= Pingshi (text) =

Treatise on flower arrangement

Pingshi (瓶史), translated into English as History of the Art of Floral Composition, History of Flower Arranging, or History of the Vase, is a treatise by Ming dynasty scholar Yuan Hongdao on flower arrangement.

==Contents==
In Pingshi, he writes positively about the obsessive pursuit of flower arrangement, referred to in Chinese as huapi (花癖) and huachi (花痴). (Note: Both terms are translated into English as "flower worship".) By the Ming dynasty, obsession had become popularly accepted as a "means of self-expression" or, as Yuan writes, "self loving the self". Although he identifies as someone who practises flower arrangement, Yuan is quick to disassociate himself from the "truly obsessed". The text also offers practical advice on flower arrangement and discusses tangential topics like the value of antique porcelain vases. In total, Pingshi contains thirteen sections.

==Background==
According to Duncan Campbell, Pingshi "is an important early example of the burgeoning late Ming literature of connoisseurship" and it "was to prove influential in the development of the Japanese art of flower arrangement".

Described by Yuan Hongdao as "a record of flower nomenclature and the traditions associated with various flowers", Pingshi was written while he was in Beijing. According to a letter that Yuan wrote to his friend Tao Wangling, the work was completed in the spring of the 27th year of the Wanli Emperor's reign (1599). In an earlier letter to his brother-in-law Li Xueyuan (李學元), Yuan compared Pingshi to The Classic of Tea by Lu Yu.
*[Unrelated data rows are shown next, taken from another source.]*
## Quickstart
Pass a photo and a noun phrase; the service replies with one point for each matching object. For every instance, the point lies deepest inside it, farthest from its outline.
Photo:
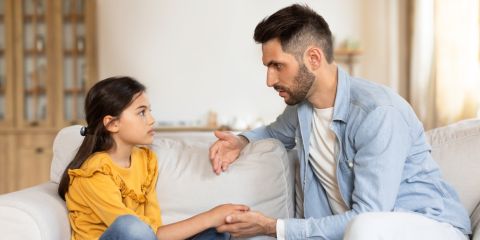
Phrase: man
(365, 167)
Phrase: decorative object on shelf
(212, 119)
(80, 43)
(39, 43)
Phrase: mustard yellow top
(100, 191)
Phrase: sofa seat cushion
(262, 178)
(456, 148)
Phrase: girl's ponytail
(108, 97)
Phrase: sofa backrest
(456, 148)
(262, 177)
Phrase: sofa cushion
(475, 218)
(456, 148)
(65, 146)
(262, 178)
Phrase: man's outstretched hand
(249, 224)
(225, 150)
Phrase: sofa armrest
(34, 213)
Pingshi was collected in Yuan's Pinghuazhai ji (瓶花齋集), or Vase Studio Collection, whose earliest surviving edition dates to 1606. A partial English translation by Lin Yutang, titled Vase Flowers, was published in 1938, whereas a French translation titled L’arrangement de fleurs en Chine was published in 1964. A full English translation by Duncan Campbell was published in 2003.